Introducción
Todas las áreas del conocimiento humano contienen luces y sombras. Cuando algo se hace popular, se produce un florecimiento de historias olvidadas, comentarios inoportunos, teorías que en algún momento se dieron por ciertas o incluso chascarrillos que se elevan a la categoría de verdad absoluta. En definitiva se comienzan a gestar mitos difícilmente extirpables. Eso es precisamente lo que ha sucedido a nivel popular con la historia de Mesoamérica. Cuando los mitos se cuentan una y otra vez, estos se autoalimentan y crecen, llegando a veces a ser más conocidos que la verdad histórica, a la cual llegan a sustituir.
Ya se sabe que a base de repetir una mentira (sea de manera consciente o inconsciente), ésta acaba por convertirse en creencia y resulta más complicado desmentir la mentira que creer la verdad.

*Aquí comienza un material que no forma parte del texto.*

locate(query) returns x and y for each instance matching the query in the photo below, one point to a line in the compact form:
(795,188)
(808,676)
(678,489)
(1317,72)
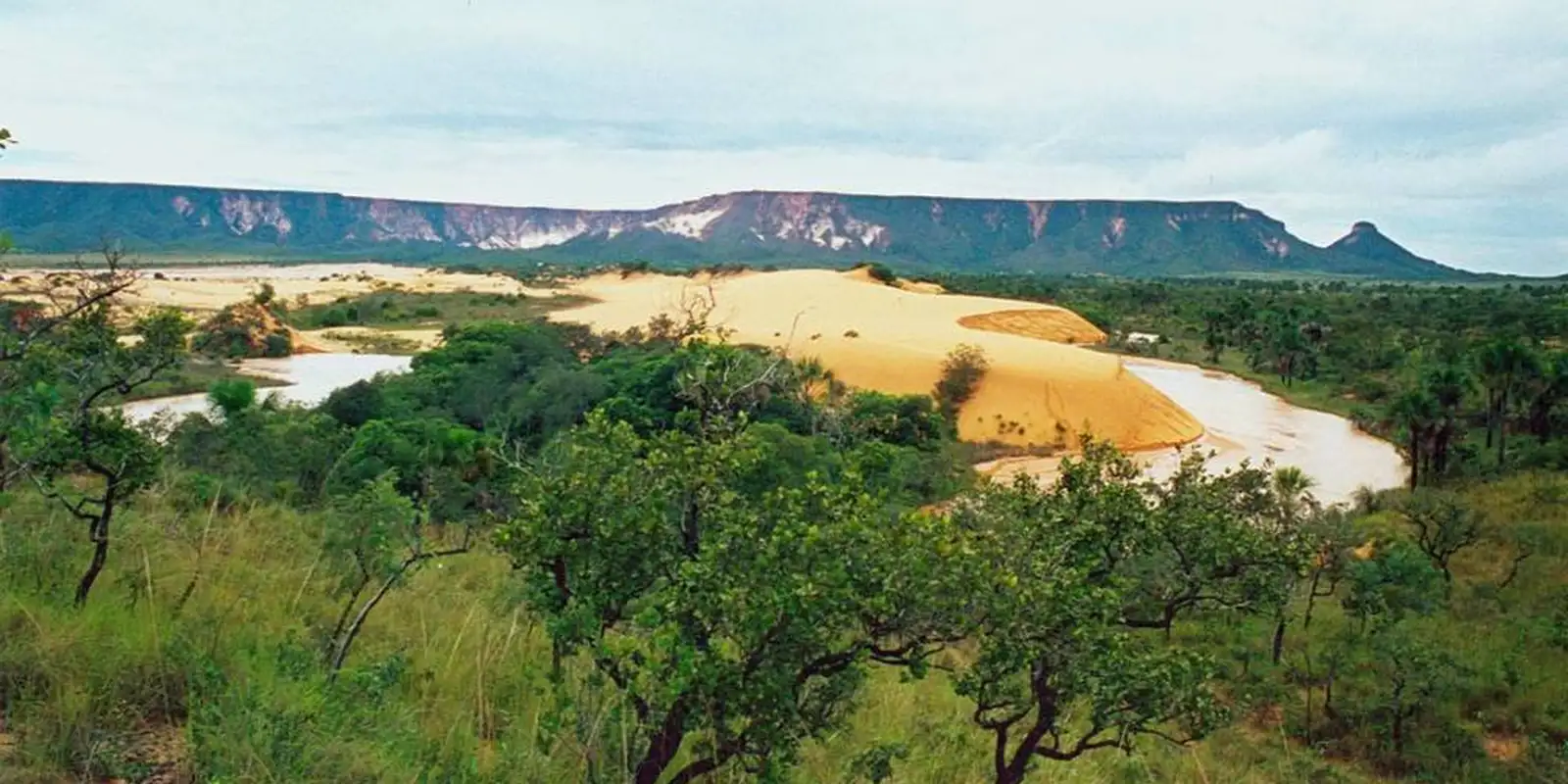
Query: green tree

Por este motivo, hemos tomado algunos de los mitos que se están imponiendo respecto a Mesoamérica, con la intención de ayudar a desmitificarlos. Para cada uno de estos mitos intentaremos encontrar su origen y explicar la verdad que hay detrás, basándonos en las últimas investigaciones realizadas.
Es curioso comprobar como existe una constante en estos mitos. Se basan en teorías muy antiguas que alguna vez tuvieron validez aún cuando hoy en día han sido completamente rebatidas. Es quizás el eterno problema de leer algo y hacer referencia a ello sin averiguar si esa cita es correcta o no, o si las últimas investigaciones lo han desmentido. Otras veces sin embargo, los mitos de Mesoamérica no se basan ni tan siquiera en una teoría científica antigua, si no en comentarios realizadas por personas más apegadas a los turistas que al mundo académico.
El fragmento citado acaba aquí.